I didn’t feel anything except a growing numbness and the sick certainty that this was what my mother would say about me if she ever found out. Disappointed. Embarrassed. A tragedy.
By the time we hung up, the pain pill had fully kicked in, dulling my anxiety, and I felt like I was floating three inches above the couch. The pain had receded to a distant throb, and my thoughts had gone loopy and unfocused.
This was dangerous. This loose, disconnected feeling that made it hard to remember why I needed to be tight-lipped.
I should text étienne. Tell him everything was going okay. Ask him to pick up… something. I couldn’t remember what.
No, that was a terrible idea. Texting while medicated was how you said things you couldn’t take back.
I closed my eyes instead, letting the medication pull me under into sleep.
I woke up to étienne’s hand on my shoulder, gently shaking me.

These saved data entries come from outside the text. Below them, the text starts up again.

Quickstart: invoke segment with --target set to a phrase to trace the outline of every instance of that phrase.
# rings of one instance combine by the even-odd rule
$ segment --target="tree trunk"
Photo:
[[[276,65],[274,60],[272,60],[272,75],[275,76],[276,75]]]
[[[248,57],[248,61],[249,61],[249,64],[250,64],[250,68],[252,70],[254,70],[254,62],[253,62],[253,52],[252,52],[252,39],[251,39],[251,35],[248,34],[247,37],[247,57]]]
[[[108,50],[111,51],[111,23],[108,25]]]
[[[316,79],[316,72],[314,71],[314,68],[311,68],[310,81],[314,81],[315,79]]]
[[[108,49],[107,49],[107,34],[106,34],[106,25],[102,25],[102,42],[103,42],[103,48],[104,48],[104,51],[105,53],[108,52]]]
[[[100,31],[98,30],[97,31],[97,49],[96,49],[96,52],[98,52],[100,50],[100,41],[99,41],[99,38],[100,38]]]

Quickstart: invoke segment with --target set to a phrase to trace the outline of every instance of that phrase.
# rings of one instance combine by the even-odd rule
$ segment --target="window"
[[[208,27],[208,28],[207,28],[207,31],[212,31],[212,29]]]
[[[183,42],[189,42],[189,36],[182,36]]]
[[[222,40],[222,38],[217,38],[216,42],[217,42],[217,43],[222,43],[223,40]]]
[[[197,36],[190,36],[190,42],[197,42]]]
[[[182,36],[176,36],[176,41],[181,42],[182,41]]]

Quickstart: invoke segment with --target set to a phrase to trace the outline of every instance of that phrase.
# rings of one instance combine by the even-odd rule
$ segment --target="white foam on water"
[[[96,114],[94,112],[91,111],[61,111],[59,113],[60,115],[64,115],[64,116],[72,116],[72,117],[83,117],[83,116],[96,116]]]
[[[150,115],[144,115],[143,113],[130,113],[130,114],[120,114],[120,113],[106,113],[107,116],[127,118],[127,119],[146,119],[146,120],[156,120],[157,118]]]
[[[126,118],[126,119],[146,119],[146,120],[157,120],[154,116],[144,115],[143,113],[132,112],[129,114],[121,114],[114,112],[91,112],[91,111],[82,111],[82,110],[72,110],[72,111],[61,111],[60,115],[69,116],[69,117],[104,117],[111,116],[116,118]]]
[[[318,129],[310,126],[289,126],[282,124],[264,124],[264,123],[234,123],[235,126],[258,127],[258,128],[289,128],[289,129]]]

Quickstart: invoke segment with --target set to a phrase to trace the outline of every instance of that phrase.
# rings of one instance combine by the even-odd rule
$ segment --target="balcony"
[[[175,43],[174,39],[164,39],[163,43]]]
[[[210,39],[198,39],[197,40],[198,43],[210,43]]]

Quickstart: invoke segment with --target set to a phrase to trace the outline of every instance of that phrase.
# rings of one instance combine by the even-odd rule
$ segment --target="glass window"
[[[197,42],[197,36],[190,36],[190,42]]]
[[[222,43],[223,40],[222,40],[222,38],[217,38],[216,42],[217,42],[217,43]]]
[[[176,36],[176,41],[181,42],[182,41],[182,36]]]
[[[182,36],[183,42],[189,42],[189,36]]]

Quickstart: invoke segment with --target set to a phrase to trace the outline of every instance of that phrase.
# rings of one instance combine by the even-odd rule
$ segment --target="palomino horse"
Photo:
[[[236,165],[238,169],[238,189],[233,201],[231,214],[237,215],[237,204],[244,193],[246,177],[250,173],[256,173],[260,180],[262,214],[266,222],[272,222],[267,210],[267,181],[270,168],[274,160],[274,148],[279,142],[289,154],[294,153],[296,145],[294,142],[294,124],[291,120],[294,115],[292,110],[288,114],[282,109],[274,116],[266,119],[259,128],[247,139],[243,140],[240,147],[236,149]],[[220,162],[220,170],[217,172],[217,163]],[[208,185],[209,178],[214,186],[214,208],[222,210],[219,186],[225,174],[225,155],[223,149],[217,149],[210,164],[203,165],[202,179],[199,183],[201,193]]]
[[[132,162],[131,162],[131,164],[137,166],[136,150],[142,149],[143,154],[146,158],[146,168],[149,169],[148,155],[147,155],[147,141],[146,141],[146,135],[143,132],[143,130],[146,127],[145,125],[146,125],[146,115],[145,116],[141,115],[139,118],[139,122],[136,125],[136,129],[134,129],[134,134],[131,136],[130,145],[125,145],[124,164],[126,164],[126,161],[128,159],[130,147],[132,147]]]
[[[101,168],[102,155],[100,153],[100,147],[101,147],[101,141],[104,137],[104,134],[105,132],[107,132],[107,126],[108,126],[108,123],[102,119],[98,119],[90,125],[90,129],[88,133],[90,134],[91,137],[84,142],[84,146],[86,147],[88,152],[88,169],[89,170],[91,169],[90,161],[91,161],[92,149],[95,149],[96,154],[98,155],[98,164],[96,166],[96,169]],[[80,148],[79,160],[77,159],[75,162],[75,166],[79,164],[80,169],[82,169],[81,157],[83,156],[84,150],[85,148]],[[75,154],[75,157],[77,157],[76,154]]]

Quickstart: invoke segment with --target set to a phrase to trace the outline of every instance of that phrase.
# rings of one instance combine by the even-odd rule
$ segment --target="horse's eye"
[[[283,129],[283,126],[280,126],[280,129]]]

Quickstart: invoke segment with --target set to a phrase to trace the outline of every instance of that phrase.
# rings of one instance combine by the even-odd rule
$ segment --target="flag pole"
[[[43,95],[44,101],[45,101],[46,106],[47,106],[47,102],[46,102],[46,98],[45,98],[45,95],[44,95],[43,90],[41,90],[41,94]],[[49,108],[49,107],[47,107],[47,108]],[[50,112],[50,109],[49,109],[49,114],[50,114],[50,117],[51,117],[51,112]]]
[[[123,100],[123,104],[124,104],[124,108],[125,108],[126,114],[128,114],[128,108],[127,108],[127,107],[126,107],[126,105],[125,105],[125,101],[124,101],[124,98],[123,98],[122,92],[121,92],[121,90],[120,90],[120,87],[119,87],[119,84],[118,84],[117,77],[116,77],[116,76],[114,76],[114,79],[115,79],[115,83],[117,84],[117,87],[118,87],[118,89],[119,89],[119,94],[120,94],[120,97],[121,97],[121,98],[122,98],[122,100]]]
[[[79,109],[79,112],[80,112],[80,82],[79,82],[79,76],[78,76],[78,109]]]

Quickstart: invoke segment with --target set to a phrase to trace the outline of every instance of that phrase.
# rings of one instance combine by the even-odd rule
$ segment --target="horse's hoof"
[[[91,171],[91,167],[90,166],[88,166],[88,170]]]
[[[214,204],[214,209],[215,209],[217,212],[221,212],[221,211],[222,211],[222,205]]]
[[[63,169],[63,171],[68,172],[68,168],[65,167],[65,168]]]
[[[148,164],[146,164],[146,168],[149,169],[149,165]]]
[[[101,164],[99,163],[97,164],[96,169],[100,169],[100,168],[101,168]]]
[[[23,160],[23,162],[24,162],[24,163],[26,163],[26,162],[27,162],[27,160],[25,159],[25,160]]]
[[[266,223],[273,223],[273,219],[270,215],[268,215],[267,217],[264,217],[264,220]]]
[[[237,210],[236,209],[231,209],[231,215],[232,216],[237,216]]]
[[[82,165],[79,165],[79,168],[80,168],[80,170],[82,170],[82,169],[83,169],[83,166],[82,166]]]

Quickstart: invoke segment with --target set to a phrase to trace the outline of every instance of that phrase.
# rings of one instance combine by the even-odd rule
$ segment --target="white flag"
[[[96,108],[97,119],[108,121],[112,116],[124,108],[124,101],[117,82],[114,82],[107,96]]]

“Hey. I’m back. How are you feeling?”
I blinked up at him, my brain still cotton-wrapped and slow. He was beautiful in the early afternoon light streaming through the windows—hair slightly damp from a post-practice shower, dressed down in joggers and a T-shirt, looking at me with concern creasing his forehead.
“You’re beautiful,” I heard myself say.
His hand stilled on my shoulder. “What?”
Oh God. Oh God, I’d said that out loud.
“The weather,” I said quickly, desperately. “Beautiful weather. Out there. Looked beautiful when I was—before. Earlier.”
It was possibly the least convincing save in the history of saves.
étienne gave me a smirk that I couldn’t read. “Right. The weather.”
“How was practice?”
“Fine.” He was still watching me too carefully. “Did you take your pain med?”
“Yeah.”
“How long ago?”
I tried to think. Time had gone weird. “Few hours? I don’t know, right before Mama called.”